Latest news from the Blog
Asthma is a common condition caused by narrowing of the small air passages (breathing tubes/bronchi) in the lungs. The narrowing happens because the air passages become swollen and inflamed. This makes it harder for air to get through and causes wheezing, coughing and problems with breathing. The cause is not known but it will often run in families, can be related to other conditions such as eczema, hayfever and allergies.
About one in four children will have wheezing sometime during childhood. With the right medicine and treatment, nearly all children with asthma will be able to join in sport and lead active lives.
Asthma and allergies are closely linked. Most people with asthma have allergic asthma.
Allergy testing is not mandatory as part of the diagnostic process for patients with suspected asthma, but may be indicated when identifying allergens will guide management or when other clinically significant allergies are suspected (e.g. food allergies). It may also be useful when considering the prognosis for wheezing infants. It can be difficult to diagnose asthma with certainty in children aged 0–5 years.
Recent media coverage on the use of the asthma medication, Montelukast (available as brand name ‘Singular’) is a highly effective medication, has an excellent safety record and usually is a very safe preventer medication for children with asthma.

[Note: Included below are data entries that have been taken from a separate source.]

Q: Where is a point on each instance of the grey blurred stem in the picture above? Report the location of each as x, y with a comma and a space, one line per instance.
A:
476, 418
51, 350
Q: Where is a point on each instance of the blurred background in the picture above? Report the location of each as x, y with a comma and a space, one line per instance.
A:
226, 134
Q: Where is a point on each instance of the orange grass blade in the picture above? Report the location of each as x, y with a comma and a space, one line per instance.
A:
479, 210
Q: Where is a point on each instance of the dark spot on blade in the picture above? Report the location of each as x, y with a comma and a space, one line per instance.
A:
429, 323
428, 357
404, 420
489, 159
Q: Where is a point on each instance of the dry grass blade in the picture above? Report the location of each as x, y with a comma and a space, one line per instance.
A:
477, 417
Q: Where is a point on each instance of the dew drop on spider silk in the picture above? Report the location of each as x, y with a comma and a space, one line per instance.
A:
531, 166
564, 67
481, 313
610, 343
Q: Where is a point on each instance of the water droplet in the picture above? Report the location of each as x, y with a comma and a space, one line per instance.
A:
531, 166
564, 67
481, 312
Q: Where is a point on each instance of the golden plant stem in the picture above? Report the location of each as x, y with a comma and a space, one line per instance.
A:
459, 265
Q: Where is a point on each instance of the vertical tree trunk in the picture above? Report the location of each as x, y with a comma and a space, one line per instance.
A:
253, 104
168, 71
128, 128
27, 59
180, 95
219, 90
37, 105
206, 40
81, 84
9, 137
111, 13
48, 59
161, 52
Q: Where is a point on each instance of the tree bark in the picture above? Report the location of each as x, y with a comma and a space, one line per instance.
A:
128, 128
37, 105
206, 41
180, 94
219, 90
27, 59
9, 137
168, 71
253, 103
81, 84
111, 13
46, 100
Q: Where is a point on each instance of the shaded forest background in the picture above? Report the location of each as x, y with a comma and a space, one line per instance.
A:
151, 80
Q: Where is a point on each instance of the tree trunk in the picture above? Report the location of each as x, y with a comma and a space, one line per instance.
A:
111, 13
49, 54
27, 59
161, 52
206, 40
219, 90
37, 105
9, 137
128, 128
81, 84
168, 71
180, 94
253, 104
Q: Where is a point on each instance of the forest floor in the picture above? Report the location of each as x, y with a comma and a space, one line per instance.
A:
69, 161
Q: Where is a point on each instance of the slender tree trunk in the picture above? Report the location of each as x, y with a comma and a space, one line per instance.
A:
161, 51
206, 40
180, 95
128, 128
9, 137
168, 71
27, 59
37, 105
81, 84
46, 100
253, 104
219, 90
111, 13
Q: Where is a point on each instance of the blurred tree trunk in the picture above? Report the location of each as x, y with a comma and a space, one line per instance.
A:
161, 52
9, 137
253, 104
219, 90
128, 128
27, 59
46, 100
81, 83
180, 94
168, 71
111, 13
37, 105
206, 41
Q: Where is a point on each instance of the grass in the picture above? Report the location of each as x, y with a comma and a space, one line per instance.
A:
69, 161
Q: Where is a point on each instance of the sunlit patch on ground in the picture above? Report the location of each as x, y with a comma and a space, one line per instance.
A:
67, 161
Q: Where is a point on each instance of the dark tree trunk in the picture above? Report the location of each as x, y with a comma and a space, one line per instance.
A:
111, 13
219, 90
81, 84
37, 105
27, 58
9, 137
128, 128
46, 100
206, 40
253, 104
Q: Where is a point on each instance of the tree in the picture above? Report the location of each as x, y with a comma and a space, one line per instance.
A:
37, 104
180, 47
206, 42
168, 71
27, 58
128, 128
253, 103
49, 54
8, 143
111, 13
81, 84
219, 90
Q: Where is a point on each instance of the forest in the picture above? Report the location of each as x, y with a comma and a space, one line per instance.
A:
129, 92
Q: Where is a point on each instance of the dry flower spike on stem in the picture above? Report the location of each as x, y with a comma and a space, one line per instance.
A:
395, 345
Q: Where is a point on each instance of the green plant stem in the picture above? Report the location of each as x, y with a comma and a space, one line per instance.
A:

Although in 2015, The Therapeutic Drugs Administration said it has also been linked to suicidal thoughts or depression among some users and therefore needed close monitoring. Other neuropsychiatric reactions reported to The Therapeutic Drugs Administration included nightmares, altered mood and insomnia and in many cases, patients had experienced multiple neuropsychiatric reactions. Parents are calling for new warning labels on a common asthma tablet. Between January 2000 and March 2016, the Therapeutic Goods Administration received almost 90 reports of psychiatric events in children and adolescents treated with the medication. The Asthma Council says that patients should not stop taking their medication without consulting their doctor.
What should you do if your child has an asthma attack?
- Sit your child down and remain calm.
- Immediately shake a blue reliever puffer and give four separate puffs through a spacer. Give one puff at a time and ask your child to take four breaths from the spacer after each puff.
- Wait four minutes. If there is no improvement in your child’s asthma repeat step 2.
- If still no improvement after four minutes, call an ambulance immediately. State that your child is having an asthma attack. Continuously repeat steps 2 and 3 while waiting for the ambulance.
Whilst it is stressful watching your children having an asthma attack, it is important that you remain calm to ensure the patient is also calm.
Ensure people caring for your child know your child has asthma and understand what to do during an asthma attack – whether it is other family members, day care, school or sporting teacher. Asthma affects each child differently and asthma is unpredictable.